The pretty face turned to him, brightening. “I could, couldn’t I? If Mama doesn’t find a way to help us. I learn quickly, if I’m taught.”
Hamish said, Covenanter to the bone, “It’s no’ a very fine future, service.”
“For many girls with no other place to go, it provides a home,” Rutledge pointed out.
At that Hamish snapped, “And salves your conscience, aye.”
ON THE OUTSKIRTS of Seelyham was a huddle of half-timbered cottages with thatched roofs that led into a broadening of the road, a few side streets, and a small green with two- and three-story brick buildings on either side, one of them half covered with ivy and sporting a sign identifying it as the Seelyham Arms. Around the corner stood a small public house with a pair of benches on either side of the door. The church was set on higher ground where a lane branched to the right, and the churchyard wall ran along the lane for some distance beyond, sharing it on the other side with a rather shabby house that rambled into three wings, its plaster faded to a soft cream and the pointed windows reflecting the church tower. The police station, a farmer walking his dog informed Rutledge, was just beyond the pub.

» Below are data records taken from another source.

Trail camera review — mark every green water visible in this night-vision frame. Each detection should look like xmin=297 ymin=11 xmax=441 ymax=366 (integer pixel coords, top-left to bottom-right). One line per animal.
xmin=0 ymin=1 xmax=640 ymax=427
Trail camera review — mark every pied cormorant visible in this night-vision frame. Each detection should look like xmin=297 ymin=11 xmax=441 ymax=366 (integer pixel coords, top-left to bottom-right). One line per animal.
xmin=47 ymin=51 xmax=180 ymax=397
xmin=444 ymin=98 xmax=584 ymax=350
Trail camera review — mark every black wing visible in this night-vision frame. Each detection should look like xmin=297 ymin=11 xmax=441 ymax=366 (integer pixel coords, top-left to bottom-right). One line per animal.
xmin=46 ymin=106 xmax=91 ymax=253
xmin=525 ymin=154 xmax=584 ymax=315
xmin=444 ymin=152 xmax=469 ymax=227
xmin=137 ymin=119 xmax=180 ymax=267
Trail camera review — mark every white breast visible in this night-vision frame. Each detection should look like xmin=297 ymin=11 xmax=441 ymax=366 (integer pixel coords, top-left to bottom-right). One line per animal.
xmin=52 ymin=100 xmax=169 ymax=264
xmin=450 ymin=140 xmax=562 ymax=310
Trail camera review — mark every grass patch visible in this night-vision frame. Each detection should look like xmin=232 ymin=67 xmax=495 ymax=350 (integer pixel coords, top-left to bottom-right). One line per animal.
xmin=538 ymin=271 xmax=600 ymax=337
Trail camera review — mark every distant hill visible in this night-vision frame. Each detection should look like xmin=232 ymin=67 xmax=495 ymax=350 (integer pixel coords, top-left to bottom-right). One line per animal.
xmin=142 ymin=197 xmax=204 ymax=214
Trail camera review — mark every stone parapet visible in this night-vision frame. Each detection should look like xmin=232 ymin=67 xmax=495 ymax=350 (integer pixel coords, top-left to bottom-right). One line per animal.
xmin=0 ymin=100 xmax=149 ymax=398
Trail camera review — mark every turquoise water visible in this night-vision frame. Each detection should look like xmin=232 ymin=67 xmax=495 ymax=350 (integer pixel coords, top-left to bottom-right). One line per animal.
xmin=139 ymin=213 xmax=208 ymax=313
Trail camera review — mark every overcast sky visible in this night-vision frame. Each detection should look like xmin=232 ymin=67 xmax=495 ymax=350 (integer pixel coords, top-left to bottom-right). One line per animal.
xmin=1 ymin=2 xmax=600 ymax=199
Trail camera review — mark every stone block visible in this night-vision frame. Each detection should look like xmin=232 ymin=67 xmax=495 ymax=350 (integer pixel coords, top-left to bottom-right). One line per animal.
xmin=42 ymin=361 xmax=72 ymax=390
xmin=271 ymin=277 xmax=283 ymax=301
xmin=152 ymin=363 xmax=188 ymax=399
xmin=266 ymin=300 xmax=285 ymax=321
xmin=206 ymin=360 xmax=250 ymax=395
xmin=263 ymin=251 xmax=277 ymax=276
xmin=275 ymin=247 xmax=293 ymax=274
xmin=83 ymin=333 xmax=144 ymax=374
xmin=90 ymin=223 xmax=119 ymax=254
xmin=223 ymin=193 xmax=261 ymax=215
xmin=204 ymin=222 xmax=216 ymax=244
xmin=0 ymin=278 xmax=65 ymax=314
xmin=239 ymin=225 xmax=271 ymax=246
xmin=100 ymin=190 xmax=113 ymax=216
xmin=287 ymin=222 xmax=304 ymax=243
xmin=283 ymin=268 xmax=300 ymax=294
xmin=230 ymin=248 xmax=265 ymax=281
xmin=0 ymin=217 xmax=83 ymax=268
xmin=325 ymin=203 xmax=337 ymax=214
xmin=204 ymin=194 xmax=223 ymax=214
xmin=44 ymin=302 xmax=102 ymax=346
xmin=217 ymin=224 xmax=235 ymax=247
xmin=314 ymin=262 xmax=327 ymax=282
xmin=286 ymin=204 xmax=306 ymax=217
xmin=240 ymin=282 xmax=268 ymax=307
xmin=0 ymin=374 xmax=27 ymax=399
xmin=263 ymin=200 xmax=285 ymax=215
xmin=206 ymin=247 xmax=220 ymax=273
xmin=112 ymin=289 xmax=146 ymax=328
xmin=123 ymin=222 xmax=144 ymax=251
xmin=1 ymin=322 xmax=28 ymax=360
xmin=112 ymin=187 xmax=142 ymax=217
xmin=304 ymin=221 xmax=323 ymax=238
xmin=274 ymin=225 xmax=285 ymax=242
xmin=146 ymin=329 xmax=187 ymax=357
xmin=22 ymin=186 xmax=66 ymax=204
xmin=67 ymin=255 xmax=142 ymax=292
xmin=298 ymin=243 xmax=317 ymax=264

Rutledge left Miss Shaw in the parlor of the Seelyham Arms, ordering tea and sandwiches for her, before walking along to the station. It was crammed between a pair of shops, one with meats hanging in the window and the other a bakery displaying an array of cakes and bread.
He found Dowling talking with a heavyset, red-faced man who was introduced as Grimes, the local man on the scene. The small office, stuffy with the heat of bodies and the smell of stale food, was almost claustrophobic in atmosphere. Rutledge quickly found himself wanting to leave the outer door standing wide.